数学の問題をほんの数問解いた所で、携帯から呼び出された。誰からだろうと思って相手の番号を見てみると、美咲姉さんからだ。
「もしもし?」
「あ、香代ちゃん?」
「美咲姉さん?」
「うん。今日は慶が迷惑を掛けちゃったらしくて……ごめんね」
「ううん、良いんです。迷惑なんてそんな……」
確かに心配はしているのだけれども、あたしは何もしていないもの。慶のカバンだって、田村くんが持って来てくれたし。
ただ、亜紀の事も重なっちゃって自分的にちょっと辛くなっちゃったりしたけれども。
その電話から聞こえて来た声は、いつものハキハキした美咲姉さんの声じゃなかった。風邪をひいて喉を痛めたのか、それとも疲れているのかは判らなかったけれども、声が掠れている。
「香代ちゃんは知っていると思うんだけど、実は今日がウチのお母さんの手術日だったの。本当は慶も病院に行きたがっていたんだけど、お父さんが学校を休むのを許してくれなかったらしくってね。ホント、香代ちゃん達には悪いと思っているわ」
「美咲姉さん、今どこなの? 慶が見付かったって、学校で先生から聞いたけど……」
「今? 病院に居るわよ。慶はまだこっちへは来ていないけどね。さっき手術が……あ、はい……」
話の途中、電話の向こうで誰かが美咲姉さんを呼んだみたいだった。呼び出しを受けた美咲姉さんは、返事をしてちょっと『間』を空けると、急に慌てて話し掛けて来た。
「ゴメン、また連絡するね」
「美咲姉さ……待って!」
通話を一方的に切られてしまい、あたしの不安は大きくなった。
慶がまだ病院に行っていないって……どう言う事? 学校へは慶を保護したって連絡があったって先生が言っていたのに、慶は美咲姉さん達と一緒にそこへ行っている筈じゃなかったの? 慶が学校から出て行ってから随分時間が経っているのに、どうして慶が病院に居ないのよ?
優しくて大好きな慶のお母さんの手術と聞いて、あたしは居ても経っても居られなかった。

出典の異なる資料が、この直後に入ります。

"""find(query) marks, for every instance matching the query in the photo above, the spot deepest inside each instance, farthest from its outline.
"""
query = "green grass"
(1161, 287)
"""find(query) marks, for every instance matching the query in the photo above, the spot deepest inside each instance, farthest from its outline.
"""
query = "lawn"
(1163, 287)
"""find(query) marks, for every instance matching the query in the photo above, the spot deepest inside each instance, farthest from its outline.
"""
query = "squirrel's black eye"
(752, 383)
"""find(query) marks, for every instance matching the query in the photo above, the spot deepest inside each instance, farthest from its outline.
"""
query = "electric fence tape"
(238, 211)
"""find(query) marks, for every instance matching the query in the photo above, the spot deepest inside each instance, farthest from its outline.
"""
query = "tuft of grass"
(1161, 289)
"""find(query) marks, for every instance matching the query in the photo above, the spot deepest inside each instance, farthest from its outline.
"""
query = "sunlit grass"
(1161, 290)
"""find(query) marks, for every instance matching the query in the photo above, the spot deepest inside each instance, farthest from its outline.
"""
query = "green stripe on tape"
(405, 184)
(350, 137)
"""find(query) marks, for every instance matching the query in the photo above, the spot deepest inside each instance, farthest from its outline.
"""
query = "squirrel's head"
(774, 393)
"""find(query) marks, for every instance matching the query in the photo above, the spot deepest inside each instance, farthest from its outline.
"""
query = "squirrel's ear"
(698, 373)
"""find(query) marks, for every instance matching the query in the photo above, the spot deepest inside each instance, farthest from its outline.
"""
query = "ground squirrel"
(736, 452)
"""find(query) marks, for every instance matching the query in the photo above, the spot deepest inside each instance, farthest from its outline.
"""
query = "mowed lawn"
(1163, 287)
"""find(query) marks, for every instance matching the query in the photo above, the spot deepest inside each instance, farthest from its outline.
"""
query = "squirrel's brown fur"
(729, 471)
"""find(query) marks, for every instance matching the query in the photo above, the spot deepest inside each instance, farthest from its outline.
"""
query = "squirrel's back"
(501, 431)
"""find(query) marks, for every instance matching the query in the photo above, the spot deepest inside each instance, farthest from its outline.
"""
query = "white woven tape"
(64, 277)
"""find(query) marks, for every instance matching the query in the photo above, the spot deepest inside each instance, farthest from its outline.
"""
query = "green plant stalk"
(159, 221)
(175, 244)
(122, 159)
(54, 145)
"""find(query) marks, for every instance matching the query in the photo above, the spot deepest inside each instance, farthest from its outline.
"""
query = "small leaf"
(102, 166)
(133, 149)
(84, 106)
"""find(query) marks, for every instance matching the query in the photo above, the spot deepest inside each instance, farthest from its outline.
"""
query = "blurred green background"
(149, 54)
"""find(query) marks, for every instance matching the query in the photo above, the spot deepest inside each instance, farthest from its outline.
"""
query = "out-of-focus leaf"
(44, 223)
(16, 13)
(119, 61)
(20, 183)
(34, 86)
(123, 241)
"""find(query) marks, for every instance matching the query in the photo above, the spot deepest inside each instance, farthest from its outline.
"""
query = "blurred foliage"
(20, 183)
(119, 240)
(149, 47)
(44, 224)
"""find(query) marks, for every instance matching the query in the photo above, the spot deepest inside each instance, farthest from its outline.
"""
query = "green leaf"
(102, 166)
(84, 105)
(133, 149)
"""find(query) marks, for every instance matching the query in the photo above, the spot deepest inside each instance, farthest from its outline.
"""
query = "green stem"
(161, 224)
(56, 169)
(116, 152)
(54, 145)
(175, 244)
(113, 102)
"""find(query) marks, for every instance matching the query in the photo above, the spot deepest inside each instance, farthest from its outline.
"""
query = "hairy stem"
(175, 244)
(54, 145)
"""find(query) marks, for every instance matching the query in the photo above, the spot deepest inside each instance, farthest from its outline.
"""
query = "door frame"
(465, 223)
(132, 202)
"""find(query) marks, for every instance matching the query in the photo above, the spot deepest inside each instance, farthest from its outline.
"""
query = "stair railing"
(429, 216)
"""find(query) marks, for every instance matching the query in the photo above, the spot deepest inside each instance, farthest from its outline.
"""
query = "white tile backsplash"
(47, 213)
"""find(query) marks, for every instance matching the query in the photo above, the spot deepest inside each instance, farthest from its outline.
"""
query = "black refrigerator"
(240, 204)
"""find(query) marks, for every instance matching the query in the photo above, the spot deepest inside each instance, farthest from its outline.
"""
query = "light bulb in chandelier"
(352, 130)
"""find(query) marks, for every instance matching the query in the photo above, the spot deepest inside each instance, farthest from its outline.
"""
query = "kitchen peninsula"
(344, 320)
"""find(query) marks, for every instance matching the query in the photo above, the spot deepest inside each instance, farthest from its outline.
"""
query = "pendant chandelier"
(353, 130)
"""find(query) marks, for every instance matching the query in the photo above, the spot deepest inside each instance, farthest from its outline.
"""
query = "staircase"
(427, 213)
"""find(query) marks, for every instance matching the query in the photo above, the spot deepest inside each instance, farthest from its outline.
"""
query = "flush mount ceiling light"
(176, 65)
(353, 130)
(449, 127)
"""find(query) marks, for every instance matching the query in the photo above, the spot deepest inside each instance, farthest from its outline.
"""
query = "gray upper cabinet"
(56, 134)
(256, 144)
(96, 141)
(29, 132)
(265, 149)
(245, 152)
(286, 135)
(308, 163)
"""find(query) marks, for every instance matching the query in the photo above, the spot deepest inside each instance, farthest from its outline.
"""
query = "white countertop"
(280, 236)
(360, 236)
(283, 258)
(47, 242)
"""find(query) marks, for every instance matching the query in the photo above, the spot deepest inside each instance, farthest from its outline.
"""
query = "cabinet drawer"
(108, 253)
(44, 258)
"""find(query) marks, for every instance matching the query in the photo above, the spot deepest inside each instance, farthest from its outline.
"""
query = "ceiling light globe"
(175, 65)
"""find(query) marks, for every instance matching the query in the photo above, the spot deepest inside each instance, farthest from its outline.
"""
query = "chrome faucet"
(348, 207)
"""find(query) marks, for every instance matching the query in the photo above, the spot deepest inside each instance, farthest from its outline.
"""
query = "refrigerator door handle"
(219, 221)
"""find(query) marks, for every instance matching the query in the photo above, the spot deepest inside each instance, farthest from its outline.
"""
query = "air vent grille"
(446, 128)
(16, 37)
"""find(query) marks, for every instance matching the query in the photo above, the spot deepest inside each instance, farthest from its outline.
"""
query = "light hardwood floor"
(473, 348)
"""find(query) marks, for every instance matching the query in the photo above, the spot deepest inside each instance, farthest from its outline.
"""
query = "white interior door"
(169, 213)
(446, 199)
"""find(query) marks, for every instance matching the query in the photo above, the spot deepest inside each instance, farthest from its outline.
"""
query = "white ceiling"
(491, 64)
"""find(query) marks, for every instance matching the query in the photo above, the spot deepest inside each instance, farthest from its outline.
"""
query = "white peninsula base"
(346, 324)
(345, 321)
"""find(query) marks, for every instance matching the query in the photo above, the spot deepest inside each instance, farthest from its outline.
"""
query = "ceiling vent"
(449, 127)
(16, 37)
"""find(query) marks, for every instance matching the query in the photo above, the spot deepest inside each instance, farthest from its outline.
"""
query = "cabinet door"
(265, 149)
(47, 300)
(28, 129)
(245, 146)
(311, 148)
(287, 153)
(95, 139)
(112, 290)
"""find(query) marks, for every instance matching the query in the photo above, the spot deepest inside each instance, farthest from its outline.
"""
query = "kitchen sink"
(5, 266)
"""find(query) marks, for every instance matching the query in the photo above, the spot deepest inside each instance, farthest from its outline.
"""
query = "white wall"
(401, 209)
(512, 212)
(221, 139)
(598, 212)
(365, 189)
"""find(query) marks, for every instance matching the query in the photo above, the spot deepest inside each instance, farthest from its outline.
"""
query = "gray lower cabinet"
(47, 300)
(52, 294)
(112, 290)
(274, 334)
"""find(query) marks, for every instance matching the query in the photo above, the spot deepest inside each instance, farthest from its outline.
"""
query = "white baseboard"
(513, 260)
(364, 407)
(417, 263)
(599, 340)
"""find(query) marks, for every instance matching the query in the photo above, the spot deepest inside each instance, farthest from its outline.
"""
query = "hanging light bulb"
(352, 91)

出来る事なら、あたしもおばさんの近くに居させて欲しい。
美咲姉さんの方から掛けて来てくれたのに、あたしとの会話を中断しなくっちゃいけない大切な用事が……何かがあったのだと思った。
もう、どうしてこんな時に慶が居ないの? 自分のお母さんの手術なのに、一体何処へ行っているのよ?
中途半端な電話をされてしまい、あたしは一層落ち着きを失ってしまった。
眼の前で開いている真っ白なノートへ、ぽとぽとと雫が落ちる。
「やだ……なんで涙が……」
堪らないほどの不安な想いは、とうとうあたしの心の限界を超えてしまったみたい。顔を顰めているわけでもないのに、眼の前がぼやけて、鼻の奥が熱くなる。
あたしは咄嗟に両手で顔を覆った。
独りって……こんなに辛いものだったのかしら?
暫くすると、近所の犬が一斉に吠えて、遠くから聞き慣れないバイクの大きなエンジン音が近付いて来た。
何故だか判らないけれども、そのバイクが昨夜お隣に停めてあった黒くて大きなバイクなのだと直感したあたしは、涙目を片手で乱暴に拭うと、部屋のガラス越しからお隣の方を見下ろした。
あたしの思った通り、そのバイクはお隣の門の前で一旦停まり、誰かを降ろした様子だった。そして一際大きくエンジン音をさせると、元来た道へと引き返して行った。
慶が帰って来たのだわ!
そう思ったあたしは、急いで自分の部屋を飛び出して、玄関先に置いてあった慶のカバンを引っ手繰るように持つと、サンダルを履くのももどかしくて転びそうになりながら、玄関のドアを開けた。
遠ざかって行くバイクの音に負けないように、慶が大きな声『ありがとう』とお礼を言って、手を振っている後ろ姿が眼に飛び込んで来る。
「慶!」
「あれ、香代? 部活は?」
あたしの声に気が付いて振り返った慶の顔は、腹立たしくなるくらい爽やかな笑顔だった。